“Let us hear the conclusion of the whole matter: Fear (reverence) God, and keep His commandments; for this is the whole [duty of] man.”Ecclesiastes 12:13
In these troubled times we sometimes need to take a ‘grittily realistic’ look at life. Solomon walks us through a spiritual analysis of this life in its own terms. He opens the book reflecting on all the ‘cycles’ that we take for granted daily:
- The rising and setting of the sun,
- The tides,
- The water cycle,
- The weather, etc.
In so doing, he makes us painfully aware that we as humans do not ‘cycle’—we get just one passage across the stage of life on which we are but players (Shakespeare’s ‘as you like it’). In fragile times like these, Solomon calls us to take stock of the meaning of life.
Let us hear the conclusion of the whole matter
At the conclusion of Ecclesiastes, Solomon, endowed with wisdom from God, puts before us a picture of aging and death. There’s a funeral in the village and the procession passes through the streets. All is silent and people bow their heads, lining the streets as the cortege passes and man goes to his long home. The only sound to be heard is the chirruping of the crickets and the song of the birds for whom the solemnity of the occasion is irrelevant. Again, just as with the earth’s ‘cycles’ in chapter 1, nature mocks our mortality.

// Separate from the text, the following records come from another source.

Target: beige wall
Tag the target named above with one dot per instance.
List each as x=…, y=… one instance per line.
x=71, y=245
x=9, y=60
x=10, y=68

What is the appropriate reaction, then, to this analysis of our vain lives that Solomon describes?
“Reverence God, and keep His commandments; for this is the whole man,” shouts The Preacher, to all those who pause and reflect.
Sandra Walker says
We have to live everyday to the glory of God (Colossians 3:23 whatever you do do it heartily to the Lord) as if it is our last day, we could be the next death in this pandemic.
It is hard, but important, for us to keep perspective. Thanks for the reminder.